Vital Congregations (like all healthy organisms) Reproduce

Vital Churches, like any healthy organisms, reproduce!

There are many different strategies existing churches can use to start a second campus or plant a new community of faith.

Here are a few:

1. Mother-Daughter (Partner) Strategy - An existing United Methodist congregation (or, perhaps, several churches) serves as an anchoring, sponsoring or parenting force in launching a new church. This could be a cluster of partner churches through a missional network or a combination of partner church(es) and another entity.

2. Multi-site Expansion Strategy - A new faith community meeting at a new site remains part of a sponsoring church, even as they may develop a distinct staff and ministry team system. Multi-sites vary in pastoral and staffing strategies. They typically have a site pastor – who may or may not be the lead preacher at the site.

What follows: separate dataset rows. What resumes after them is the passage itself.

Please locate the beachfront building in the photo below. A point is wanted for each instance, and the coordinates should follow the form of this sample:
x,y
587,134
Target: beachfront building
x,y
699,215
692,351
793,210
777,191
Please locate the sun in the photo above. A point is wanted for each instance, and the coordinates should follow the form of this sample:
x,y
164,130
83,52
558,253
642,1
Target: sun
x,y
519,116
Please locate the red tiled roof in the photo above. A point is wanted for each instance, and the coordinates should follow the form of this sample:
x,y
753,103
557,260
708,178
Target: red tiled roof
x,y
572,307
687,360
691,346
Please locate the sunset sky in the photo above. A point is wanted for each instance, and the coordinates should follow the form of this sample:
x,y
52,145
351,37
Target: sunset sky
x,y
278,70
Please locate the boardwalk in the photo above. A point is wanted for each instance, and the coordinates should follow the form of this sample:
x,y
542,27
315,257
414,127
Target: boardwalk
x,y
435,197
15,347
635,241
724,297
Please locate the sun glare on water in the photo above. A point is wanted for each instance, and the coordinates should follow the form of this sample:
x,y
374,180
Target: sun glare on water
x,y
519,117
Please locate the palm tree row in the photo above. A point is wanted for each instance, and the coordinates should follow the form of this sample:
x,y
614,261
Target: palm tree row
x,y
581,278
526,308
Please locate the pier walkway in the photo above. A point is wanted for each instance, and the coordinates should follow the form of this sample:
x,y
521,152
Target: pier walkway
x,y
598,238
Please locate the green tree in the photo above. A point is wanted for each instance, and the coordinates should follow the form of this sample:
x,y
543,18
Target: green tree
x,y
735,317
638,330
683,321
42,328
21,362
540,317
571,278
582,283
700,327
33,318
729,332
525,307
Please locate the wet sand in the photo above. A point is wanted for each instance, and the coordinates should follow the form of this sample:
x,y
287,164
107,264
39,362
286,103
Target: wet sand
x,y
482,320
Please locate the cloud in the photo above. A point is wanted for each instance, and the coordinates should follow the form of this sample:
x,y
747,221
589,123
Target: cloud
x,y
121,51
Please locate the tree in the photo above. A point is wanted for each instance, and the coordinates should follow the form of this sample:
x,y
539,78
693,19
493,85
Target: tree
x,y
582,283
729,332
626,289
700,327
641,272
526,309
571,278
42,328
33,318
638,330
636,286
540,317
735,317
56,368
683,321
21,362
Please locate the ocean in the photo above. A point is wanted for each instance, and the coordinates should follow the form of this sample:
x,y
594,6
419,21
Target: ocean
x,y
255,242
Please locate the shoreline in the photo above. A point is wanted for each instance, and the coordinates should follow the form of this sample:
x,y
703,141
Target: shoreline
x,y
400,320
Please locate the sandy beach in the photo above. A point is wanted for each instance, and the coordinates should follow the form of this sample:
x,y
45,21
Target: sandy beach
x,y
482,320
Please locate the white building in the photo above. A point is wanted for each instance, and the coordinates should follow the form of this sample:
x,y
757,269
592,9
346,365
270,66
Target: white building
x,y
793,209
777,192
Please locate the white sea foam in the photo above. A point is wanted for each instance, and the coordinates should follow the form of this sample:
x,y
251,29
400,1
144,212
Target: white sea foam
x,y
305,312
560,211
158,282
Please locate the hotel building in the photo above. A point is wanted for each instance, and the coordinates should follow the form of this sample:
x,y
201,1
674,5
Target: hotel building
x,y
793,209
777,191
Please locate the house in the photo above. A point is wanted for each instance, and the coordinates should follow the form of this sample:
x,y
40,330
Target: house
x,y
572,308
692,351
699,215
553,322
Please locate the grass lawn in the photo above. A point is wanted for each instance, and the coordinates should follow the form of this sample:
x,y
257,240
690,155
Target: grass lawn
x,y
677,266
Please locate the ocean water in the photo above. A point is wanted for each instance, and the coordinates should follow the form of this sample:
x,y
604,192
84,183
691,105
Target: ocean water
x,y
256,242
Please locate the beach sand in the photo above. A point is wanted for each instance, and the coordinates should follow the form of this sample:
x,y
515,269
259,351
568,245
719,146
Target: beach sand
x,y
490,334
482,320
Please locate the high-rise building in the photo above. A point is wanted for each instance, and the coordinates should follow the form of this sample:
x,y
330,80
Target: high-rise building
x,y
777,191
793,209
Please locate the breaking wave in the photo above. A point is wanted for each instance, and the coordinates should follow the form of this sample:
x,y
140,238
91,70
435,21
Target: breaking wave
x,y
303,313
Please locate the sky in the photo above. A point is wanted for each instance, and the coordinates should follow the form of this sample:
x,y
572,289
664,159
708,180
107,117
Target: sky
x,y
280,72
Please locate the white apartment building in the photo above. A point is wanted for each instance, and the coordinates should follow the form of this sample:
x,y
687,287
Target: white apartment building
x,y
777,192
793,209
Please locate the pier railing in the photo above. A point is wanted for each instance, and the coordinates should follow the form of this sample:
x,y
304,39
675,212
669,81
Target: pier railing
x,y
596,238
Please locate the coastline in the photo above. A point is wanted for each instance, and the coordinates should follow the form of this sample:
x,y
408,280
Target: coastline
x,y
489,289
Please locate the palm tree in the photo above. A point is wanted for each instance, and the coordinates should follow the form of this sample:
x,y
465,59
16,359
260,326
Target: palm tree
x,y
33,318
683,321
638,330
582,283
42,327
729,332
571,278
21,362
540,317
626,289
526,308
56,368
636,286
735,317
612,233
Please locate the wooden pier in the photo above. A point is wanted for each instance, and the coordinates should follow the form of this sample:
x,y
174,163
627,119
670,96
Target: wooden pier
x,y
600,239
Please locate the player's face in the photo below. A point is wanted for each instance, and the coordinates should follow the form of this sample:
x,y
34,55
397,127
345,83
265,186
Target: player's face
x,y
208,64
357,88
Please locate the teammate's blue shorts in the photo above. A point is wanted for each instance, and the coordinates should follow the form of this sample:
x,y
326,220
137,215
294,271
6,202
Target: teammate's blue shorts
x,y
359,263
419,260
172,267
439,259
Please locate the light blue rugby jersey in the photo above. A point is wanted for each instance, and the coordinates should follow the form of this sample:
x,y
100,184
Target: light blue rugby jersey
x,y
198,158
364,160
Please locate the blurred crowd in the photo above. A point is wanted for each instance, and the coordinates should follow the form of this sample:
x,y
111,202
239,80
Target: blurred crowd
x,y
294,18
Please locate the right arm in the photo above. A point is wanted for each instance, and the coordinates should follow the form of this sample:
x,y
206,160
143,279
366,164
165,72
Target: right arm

3. Church-Within-a-Church Strategy - In a world of very expensive real estate, many new churches will share space with other churches (both partner churches and other collegial congregations). Existing congregations choosing to share property may find that new churches may better serve their immediate neighbors, especially when the new church specializes in a certain racial-ethnic culture and/or a certain generation or social group.

4. The “Elijah/Elisha” Strategy - This strategy requires a proactive discernment process with the district superintendent or conference staff. Congregations may either discover a new vision and recommit to fruit-bearing ministry or respond to God’s call to become an “Elijah” new church start (2 Kings 2:1-14 tells how Elijah passed on the legacy of his ministry to Elisha). Elijah churches intentionally choose either to

(a) join another church and give their physical assets to the conference to reach a new group of people or

(b) open their doors to a planter and launch team that takes over management of the facility to start a new congregation.

5. Vital Merger Strategy - Most of the time, mergers do not truly create new churches. Two declining churches typically agree to share one facility and decline together rather than alone. However, East Ohio Conference, for example, has a strategy that requires both of the merging churches to sell their buildings, pool the funds, move to a temporary location, find a new name, receive a trained planter/pastor and proceed as if they were a new church. Leadership of the planter is key.

6. Intentional Communities The strategy is often traced back to the early church movement described in Acts 2. There have been Intentional Communities throughout most of Christian history. Typically, Intentional Communities remain small in size (3-12 people) and have no plan to “formalize” as chartered churches with land and a church facility.